Student Name: Michel Danjou
Student ID: 18263461

- The 'as' keyword allows you to invoke functionality from the module using an alias for the module name. For example: np.mean() instead of numpy.mean()
- The from keyword allows you to only import the functionality of interest, for example above we import only the PCA class from the sklearn.decomposition module

In [1]:
import numpy as np
import random as rand
import matplotlib.pyplot as plt
from numpy.linalg import eig
from sklearn.decomposition import PCA


As per E-tivity instructions: Use of the matrix class is discouraged, but to allow us to simplify the code slightly, we will use it this week. Its first use will be to store the data that you will perform the PCA transform on. Note that you will likely obtain a higher score if your final version does not use the matrix class.

In [2]:
a_x = 0.05
a_y= 10


In [3]:
#data =  np.matrix([[n*(1+a_x*(rand.random()-0.5)),4*n+ a_y*(rand.random()-0.5)] for n in range(20)])
data =  np.matrix([[n*(1+a_x*(rand.random()-0.5)),4*n+ a_y*(rand.random()-0.5)] for n in range(20)])
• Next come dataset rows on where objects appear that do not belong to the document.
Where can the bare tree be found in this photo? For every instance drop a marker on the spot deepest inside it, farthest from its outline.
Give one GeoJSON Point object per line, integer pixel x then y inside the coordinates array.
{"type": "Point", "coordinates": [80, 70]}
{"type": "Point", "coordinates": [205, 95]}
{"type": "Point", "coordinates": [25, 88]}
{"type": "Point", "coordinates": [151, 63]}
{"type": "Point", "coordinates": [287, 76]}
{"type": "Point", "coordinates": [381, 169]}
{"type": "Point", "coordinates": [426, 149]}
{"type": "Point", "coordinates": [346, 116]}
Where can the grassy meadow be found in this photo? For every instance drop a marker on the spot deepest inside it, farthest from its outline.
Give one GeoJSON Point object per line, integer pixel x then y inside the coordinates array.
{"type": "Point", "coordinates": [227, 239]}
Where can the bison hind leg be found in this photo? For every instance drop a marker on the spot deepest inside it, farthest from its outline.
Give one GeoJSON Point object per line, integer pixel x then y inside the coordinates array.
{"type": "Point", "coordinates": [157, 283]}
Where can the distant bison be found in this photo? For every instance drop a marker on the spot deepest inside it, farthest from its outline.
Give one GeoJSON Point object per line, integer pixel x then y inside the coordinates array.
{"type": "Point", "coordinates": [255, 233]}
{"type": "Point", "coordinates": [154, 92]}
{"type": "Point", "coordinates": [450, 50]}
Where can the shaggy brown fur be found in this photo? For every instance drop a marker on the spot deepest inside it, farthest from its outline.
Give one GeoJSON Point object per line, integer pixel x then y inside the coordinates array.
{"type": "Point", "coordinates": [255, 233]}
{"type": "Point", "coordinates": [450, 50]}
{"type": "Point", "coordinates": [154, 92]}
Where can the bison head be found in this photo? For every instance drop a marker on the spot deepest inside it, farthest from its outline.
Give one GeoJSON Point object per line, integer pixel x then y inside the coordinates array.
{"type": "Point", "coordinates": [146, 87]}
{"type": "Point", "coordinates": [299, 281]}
The numpy shape property is very useful to get an insight in the dimensions of your data, for example to check whether the features (in this case 2) or the samples (in this case 20) are in the rows or the columns. The notation used here (with columns containing the features and rows containing separate examples) is the standard for Scikitlearn and many other machine learning algorithms.


In [5]:
data.shape


(20, 2)

In [7]:
%reset


import numpy as np
import random as rand
import matplotlib.pyplot as plt
from numpy.linalg import eig
from sklearn.decomposition import PCA

        
class Log:
    DEBUG = 1
    INFO = 2
    ERROR = 3


class My_pca:
    """
    Perform the PCA on a dataset
    
    There is a lot of log statements in this class. I intend to remove
    them in the final code. Leaving them in place for the time being as they
    are useful for debugging. 
    
    BUG ALERT
    =========
    The eigen values calculated by this class match the ones calculated by 
    scikit. 
    
    However, it appears that one of the eigen vectors is the negative version 
    of the one calculted by scikit. Currently investigating the reason behind 
    this.
        
    """

    log_level = Log.ERROR
    nb_components = 2
    eigen_values = []
    eigen_vectors = []


    def __init__(self):
        """ init """


    def __log__(self, message, level=Log.INFO):
        if level >= self.log_level:
            print(message)

        
    def fit(self, matrix):
        """ 
        Explicitly using array manipulation instead of 
        easier matrix operations 
        """
        self.matrix = matrix
        
        # Calculate mean values of each column from dataset
        m0 = np.mean(self.matrix[:,0])
        m1 = np.mean(self.matrix[:,1])
        self.__log__(("="*80))
        self.__log__("mean.col0:{} ".format(m0))
        self.__log__("mean.col1:{} ".format(m1))       
        
        # Center the columns by subtracting the corresponding mean
        c0 = matrix[:,0] - m0
        c1 = matrix[:,1] - m1
        self.__log__("c0       :{} ".format(c0), Log.DEBUG)
        self.__log__("c1       :{} ".format(c1), Log.DEBUG)       
        
        # Create a centered matrix 
        c_matrix = np.append(c0, c1, axis=1)
        self.__log__("centered_matrix:\n{}".format(c_matrix), Log.DEBUG)
        
        # Calculate covariance of centered matrix
        my_cov = np.cov(c_matrix, rowvar=False)        
        self.__log__("covariance:\n{}".format(my_cov), Log.DEBUG)
    
        # eigen values, eigen vectors
        eigen_values, eigen_vectors = eig(my_cov)
        self.__log__("eigen_values:\n{}".format(eigen_values))
        self.__log__("eigen_vectors:\n{}".format(eigen_vectors))     
        
        # order eigen values and eigen vectors       
        sorted_eigen_values_indexes = eigen_values.argsort()[::-1]
        sorted_eigen_values = eigen_values[sorted_eigen_values_indexes]
        sorted_eigen_vectors = eigen_vectors[sorted_eigen_values_indexes] 
        self.__log__("sorted_eigen_values_indexes:\n{}".format(sorted_eigen_values_indexes))
        self.__log__("sorted_eigen_values:\n{}".format(sorted_eigen_values))
        self.__log__("sorted_eigen_vectors:\n{}".format(sorted_eigen_vectors))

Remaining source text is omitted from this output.